Le préjudice s'avère massif pour les assurés sociaux. Mises bout à bout, ces défaillances de calcul représentent un manque à gagner cumulé d'environ 1,1 milliard d'euros sur l'ensemble de la durée de vie des retraités lésés.

Qui se retrouve dans le viseur de l'administration ? Les profils les plus touchés regroupent les assurés ayant connu des carrières hachées, les polypensionnés ayant cotisé à de multiples régimes, ainsi que les travailleurs dont les premiers contrats datent d'avant l'informatisation généralisée des systèmes.

Vous avez aimé cet article ?

Maîtriser son relevé : pourquoi ces "trous" se glissent-ils dans votre dossier ?

Certaines périodes de votre vie passent très souvent à la trappe lors de la liquidation. Voici les principales anomalies constatées sur les relevés de carrière :

  • le service militaire, le grand oublié : la loi de 1945 a instauré le principe des "trimestres assimilés" pour ne pas pénaliser ceux qui ont servi la nation. Un homme peut valider jusqu'à cinq trimestres (un trimestre par période de 90 jours). Malheureusement, 60 % des relevés de carrière omettent ces périodes à cause d'une absence de transmission automatique des archives :
  • le piège des jobs d'été et du temps partiel : travailler ne suffit pas toujours. Pour valider un trimestre en 2026, il faut percevoir un salaire minimal de 1 803 euros brut ( 1782 euros en 2025). Vos emplois saisonniers d'étudiant sont régulièrement ignorés si la rémunération n'atteignait pas ce plancher ;
  • les trimestres pour enfants : les mères bénéficient de huit trimestres par enfant (quatre pour la maternité, quatre pour l'éducation). Ces droits exigent en réalité une validation manuelle sur le relevé pour s'activer définitivement.
  • la défaillance de l'Agirc-Arrco : les couacs sur la complémentaire naissent souvent lors d'une liquidation dite "provisoire". Les points de la dernière année manquent à l'appel, car les données récentes de l'employeur n'ont pas encore été traitées informatiquement.

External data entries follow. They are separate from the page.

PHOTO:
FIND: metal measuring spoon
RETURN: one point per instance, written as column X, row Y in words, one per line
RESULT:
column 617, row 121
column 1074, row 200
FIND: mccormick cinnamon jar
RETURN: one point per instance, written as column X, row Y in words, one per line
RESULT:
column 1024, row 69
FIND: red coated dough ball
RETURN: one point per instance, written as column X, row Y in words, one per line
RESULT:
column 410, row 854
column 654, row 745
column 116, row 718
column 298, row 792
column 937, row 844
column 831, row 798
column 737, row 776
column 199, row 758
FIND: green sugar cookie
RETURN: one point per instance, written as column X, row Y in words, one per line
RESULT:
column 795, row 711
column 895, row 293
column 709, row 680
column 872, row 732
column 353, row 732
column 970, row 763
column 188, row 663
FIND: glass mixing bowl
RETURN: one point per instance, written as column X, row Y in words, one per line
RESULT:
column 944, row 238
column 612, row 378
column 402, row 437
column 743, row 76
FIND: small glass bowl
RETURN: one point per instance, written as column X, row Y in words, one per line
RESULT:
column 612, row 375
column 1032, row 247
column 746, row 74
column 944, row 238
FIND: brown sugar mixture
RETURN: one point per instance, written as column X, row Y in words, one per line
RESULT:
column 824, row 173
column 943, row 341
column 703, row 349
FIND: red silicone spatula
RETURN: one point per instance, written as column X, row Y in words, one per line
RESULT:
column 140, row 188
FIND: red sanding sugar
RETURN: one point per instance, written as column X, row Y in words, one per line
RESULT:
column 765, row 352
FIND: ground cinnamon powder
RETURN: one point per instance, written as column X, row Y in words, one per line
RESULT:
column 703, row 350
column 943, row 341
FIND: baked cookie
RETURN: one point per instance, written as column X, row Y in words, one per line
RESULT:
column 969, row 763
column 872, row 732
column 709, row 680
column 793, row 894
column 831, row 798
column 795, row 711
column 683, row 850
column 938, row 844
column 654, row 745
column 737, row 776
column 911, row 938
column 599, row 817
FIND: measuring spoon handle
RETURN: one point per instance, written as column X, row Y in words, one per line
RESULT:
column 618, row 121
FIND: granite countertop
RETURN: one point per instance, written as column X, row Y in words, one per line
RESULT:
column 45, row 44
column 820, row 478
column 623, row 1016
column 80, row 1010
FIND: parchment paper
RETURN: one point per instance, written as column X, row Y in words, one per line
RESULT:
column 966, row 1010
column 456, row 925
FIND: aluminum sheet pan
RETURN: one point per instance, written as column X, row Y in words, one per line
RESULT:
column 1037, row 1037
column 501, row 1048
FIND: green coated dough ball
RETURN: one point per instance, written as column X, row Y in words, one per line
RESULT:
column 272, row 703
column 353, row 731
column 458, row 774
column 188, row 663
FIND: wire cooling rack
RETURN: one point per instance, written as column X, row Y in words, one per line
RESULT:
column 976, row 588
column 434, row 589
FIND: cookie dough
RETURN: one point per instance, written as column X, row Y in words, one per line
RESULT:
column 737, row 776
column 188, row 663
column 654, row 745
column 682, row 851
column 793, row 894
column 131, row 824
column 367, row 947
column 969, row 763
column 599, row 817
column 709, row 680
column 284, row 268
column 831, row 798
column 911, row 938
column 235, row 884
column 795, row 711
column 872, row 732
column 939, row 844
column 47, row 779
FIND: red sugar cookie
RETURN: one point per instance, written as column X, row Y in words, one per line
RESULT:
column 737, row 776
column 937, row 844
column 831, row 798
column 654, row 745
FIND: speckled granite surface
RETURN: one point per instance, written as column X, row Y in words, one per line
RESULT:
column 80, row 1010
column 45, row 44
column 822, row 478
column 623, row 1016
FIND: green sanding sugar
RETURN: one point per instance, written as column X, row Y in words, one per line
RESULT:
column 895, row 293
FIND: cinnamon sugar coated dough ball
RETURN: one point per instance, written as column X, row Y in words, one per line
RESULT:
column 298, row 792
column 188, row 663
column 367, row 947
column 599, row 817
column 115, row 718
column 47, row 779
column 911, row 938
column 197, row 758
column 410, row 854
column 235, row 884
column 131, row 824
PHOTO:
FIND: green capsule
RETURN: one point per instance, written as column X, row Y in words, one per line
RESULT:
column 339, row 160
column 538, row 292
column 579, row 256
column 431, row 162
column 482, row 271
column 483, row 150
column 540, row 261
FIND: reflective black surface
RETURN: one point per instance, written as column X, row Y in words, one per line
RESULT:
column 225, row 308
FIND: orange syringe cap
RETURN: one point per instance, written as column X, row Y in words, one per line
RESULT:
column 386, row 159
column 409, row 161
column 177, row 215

Comment traquer les erreurs et récupérer l'argent qui vous est dû

N'attendez pas de souffler vos bougies de départ pour agir. Dès 55 ans, connectez-vous sur le site info-retraite.fr et utilisez le service "Corriger ma carrière". Cet outil permet de signaler toute anomalie, qu'il s'agisse d'un emploi manquant ou d'une erreur de salaire.

Pour récupérer vos droits liés au service national, sollicitez votre "État signalétique et des services" (ESS). Ce document s'obtient auprès du Centre des archives du personnel militaire (situé à Pau, Dijon ou Toulon selon l'armée) et doit ensuite être transmis à la CNAV.

Si votre pension est déjà liquidée et que vous découvrez une faille, la montre tourne vite. Vous disposez d'un délai strict de deux mois pour contester la somme perçue auprès de la Commission de recours amiable (CRA).

Gardez un réflexe absolu : conservez tous vos bulletins de paie originaux, même ceux jaunis par le temps. En cas d'élément nouveau, comme une fiche de paie exhumée de vos cartons, une révision de la pension redevient possible hors délai. Ne négligez rien : une erreur de 20 euros par mois engendre une perte sèche de 4 800 euros sur vingt ans.